Before turning to a chapter-by-chapter chronological exploration of how the welfare state has been used to control the opportunities open to women and to extract the costs for women who do not adhere to the “family ethic”, the author begins with a chapter on theory. She first presents traditional political theories along with more progressive theoretical lenses. In the second part of the chapter, Abramovitz stresses the importance of examining welfare through a socialist feminist perspective to understand how welfare has been used by the government to “mediate the conflicting demands for women's unpaid labor in the home and her low-paid labor in the market, encourage reproduction by ‘proper families’, and otherwise meet the needs of patriarchal capitalism” (p. 38). This powerful chapter could be an excellent stand-alone reading assignment for educators in a variety of disciplines.
The book then turns to a meticulously detailed and elegantly written critique of how the welfare state has been used to perpetuate systemic discrimination based on both race and gender. The depth of discussion and extensive research cited would make this an excellent resource for scholars and a potential textbook for social welfare history courses.
As the book outlines the history of the US welfare state and its use in maintaining women's reproductive roles, each chapter connects to the author's stark conclusion that there is a current political trend toward weaponizing poverty to justify social control through policing and punishment to avoid an uprising that would demand reform.

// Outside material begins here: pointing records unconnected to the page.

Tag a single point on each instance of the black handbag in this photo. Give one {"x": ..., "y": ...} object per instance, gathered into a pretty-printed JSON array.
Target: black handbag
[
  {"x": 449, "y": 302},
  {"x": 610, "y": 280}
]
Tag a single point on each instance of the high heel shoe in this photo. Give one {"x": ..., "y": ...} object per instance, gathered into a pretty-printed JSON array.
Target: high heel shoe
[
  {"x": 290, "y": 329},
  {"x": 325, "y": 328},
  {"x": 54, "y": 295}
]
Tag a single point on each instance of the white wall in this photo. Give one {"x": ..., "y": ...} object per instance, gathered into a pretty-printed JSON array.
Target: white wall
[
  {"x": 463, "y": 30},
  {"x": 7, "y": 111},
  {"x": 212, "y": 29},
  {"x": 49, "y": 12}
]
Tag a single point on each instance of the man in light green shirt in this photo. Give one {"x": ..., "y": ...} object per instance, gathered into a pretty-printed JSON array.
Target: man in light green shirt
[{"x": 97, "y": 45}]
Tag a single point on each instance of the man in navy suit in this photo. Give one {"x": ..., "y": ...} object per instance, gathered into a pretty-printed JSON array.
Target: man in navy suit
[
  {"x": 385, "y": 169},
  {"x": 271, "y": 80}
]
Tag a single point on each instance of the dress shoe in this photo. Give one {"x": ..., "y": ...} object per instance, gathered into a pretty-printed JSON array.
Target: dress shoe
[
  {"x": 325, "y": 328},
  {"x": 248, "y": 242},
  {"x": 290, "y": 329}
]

The author sprinkles in references to the Heritage Foundation's Project 2025 throughout the book, which leads to the concluding chapter with the message that perhaps welfare state benefits are so limited because, if they were more robust, they could “embolden marginalized groups to demand better wages and working conditions, women to challenge male domination, persons of color to resist white supremacy, and social movements to demand the government address common human needs” (p. 407). Although the intricacies and heft of this book may relegate it to an academic audience, I would recommend it to anyone trying to make sense of the current political climate. We have seen many of the author's concluding predictions come to pass in the last year, demonstrating the significance of her argument that women's rights and democracy are necessarily interlinked.